Loss of the pivotal connection between cell matrix adhesion sites and the cytoskeleton may lie at the heart of a number of diseases. This project is focused on elucidating the molecular mechanisms regulating this Imctional attachment in the developing mouse lens. Our central hypothesis is that focal adhesion kinase ^FAK) and related signaling molecules translate cell-matrix attachment into cytoskeletal rearrangements and a cascade of responses, including 1) cellular proliferation, differentiation and migration as well as 2) organization of the extracellular matrix into basement membranes. Study of this dynamic, bi-directional nteraction requires examination of a native, three-dimensional tissue structure. Our general strategy is to study these pathways in the mouse ocular lens, since it is surrounded by one of the thickest basement membranes in the body, undergoes a defined development, can be cultured intact, and is transparent, rendering it uniquely accessible to imaging analysis. We will use a conditional knockout approach to delete FAK, its only family member Pyk2, as well as integrin-linked kinase (ILK) from the developing mouse lens. Deletion of Pyk2 will addresses issues of functional redundancy, and deletion of ILK will further test our hypothesis by disrupting cell-matrix-cytoskeletal attachment through an alternative route, independent of FAK. We will use a combination of molecular, cellular, biochemical and structural approaches to address the following questions: Aim 1) Are FAK, Pyk2 and ILK signaling required for lens development? Does perturbation of this pathway result in lens pathology? Aim 2) Does disruption of FAK-related signaling result in specific cellular defects in lens cell migration, proliferation and/or differentiation? What signaling pathways are involved? Aim 3) How does disruption of FAK-related signaling alter how the lens capsule basement membrane is organized, synthesized and re-modeled? These proposed studies will provide mechanistic insight into the crosstalk required between cells and the extracellular matrix, and the signaling pathways involved.

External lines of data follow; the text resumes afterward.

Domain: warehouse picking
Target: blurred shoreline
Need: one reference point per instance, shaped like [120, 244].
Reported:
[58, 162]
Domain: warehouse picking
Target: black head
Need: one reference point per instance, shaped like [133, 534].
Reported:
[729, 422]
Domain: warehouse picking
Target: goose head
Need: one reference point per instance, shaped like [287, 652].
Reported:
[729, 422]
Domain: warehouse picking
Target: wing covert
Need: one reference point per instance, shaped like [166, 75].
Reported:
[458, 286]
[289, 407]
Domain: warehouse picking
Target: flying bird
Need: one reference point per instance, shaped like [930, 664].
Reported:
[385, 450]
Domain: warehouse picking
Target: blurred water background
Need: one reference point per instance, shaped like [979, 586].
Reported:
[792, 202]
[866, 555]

Importantly, these results will also provide unique insight into the mechanisms of eye development and potentially contriubte to a better understanding of blinding disorders such as microphthalmia and congenital cataracts that we predict may result from faulty cell matrix interactions during lens cell development.

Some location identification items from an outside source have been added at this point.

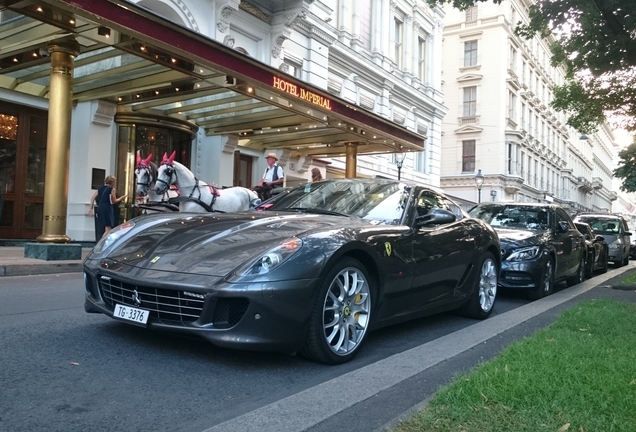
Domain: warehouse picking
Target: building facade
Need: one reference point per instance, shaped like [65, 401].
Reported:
[497, 87]
[135, 94]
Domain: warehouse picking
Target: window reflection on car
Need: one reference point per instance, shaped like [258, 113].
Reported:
[533, 218]
[380, 202]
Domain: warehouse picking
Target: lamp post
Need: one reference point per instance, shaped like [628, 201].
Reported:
[479, 182]
[399, 160]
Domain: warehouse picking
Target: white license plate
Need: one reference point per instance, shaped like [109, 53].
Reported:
[128, 313]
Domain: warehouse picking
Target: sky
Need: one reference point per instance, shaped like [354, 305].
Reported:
[623, 138]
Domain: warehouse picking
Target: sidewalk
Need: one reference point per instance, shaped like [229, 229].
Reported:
[13, 263]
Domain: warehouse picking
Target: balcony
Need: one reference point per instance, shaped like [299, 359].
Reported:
[512, 183]
[584, 184]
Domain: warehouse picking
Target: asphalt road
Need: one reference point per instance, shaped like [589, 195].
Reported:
[62, 369]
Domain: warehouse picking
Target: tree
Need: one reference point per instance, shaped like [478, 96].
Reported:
[594, 41]
[627, 167]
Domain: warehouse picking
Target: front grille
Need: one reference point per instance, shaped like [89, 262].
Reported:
[165, 305]
[229, 311]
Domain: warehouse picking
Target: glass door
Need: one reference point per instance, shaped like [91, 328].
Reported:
[22, 167]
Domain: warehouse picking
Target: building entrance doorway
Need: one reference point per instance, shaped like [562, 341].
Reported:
[22, 167]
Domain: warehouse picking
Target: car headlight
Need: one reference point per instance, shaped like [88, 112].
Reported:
[271, 259]
[524, 254]
[113, 235]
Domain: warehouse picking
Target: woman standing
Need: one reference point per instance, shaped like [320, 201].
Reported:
[316, 175]
[106, 204]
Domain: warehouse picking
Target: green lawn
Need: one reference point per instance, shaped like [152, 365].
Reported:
[578, 375]
[630, 279]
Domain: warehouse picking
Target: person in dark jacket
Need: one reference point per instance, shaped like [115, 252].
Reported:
[107, 204]
[273, 176]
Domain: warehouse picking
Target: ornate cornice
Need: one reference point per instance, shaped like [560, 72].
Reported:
[252, 10]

失去细胞基质黏附部位和细胞骨架之间的关键连接可能是 一些疾病。这个项目的重点是阐明调控这一过程的分子机制。 在发育中的小鼠晶状体中的附着物。我们的中心假设是粘着斑激酶 FAK)和相关的信号分子将细胞-基质附着转化为细胞骨架重排和 一系列反应，包括1)细胞增殖、分化和迁移以及2) 将细胞外基质组织成基底膜。对这种动态的、双向的研究 交互作用需要检查天然的三维组织结构。我们的总体战略是 在小鼠晶状体中研究这些通路，因为它被最厚的基底层之一所包围 体内的膜经过一定的发育，可以原封不动地培养，并且是透明的， 使其成为成像分析的唯一可访问对象。我们将使用有条件的淘汰法删除 FAK，其唯一的家族成员Pyk2，以及来自发育中的小鼠晶状体的整合素连接激酶(ILK)。 删除Pyk2将解决功能冗余的问题，而删除ilk将进一步考验我们的 通过另一种途径破坏细胞-基质-细胞骨架连接的假说，独立于 FAK。我们将使用分子、细胞、生化和结构方法的组合来解决 以下问题：目的1)晶状体发育是否需要FAK、PYK2和ILK信号？会吗？ 这一通路的紊乱会导致晶状体病理吗？目标2)中断FAK相关的信令结果 晶状体细胞迁移、增殖和/或分化中的特定细胞缺陷？哪些信号通路 有牵连吗？目的3)FAK相关信号的中断是如何改变晶状体囊膜基底的 膜是有组织的、合成的和重新建模的吗？这些拟议的研究将提供机械性的 深入了解细胞和细胞外基质之间的串扰，以及信号通路 牵涉其中。重要的是，这些结果还将为眼睛发育的机制提供独特的见解 并有可能更好地了解致盲疾病，如小眼炎和 我们预测的先天性白内障可能是由于晶状体细胞过程中细胞基质相互作用错误所致 发展。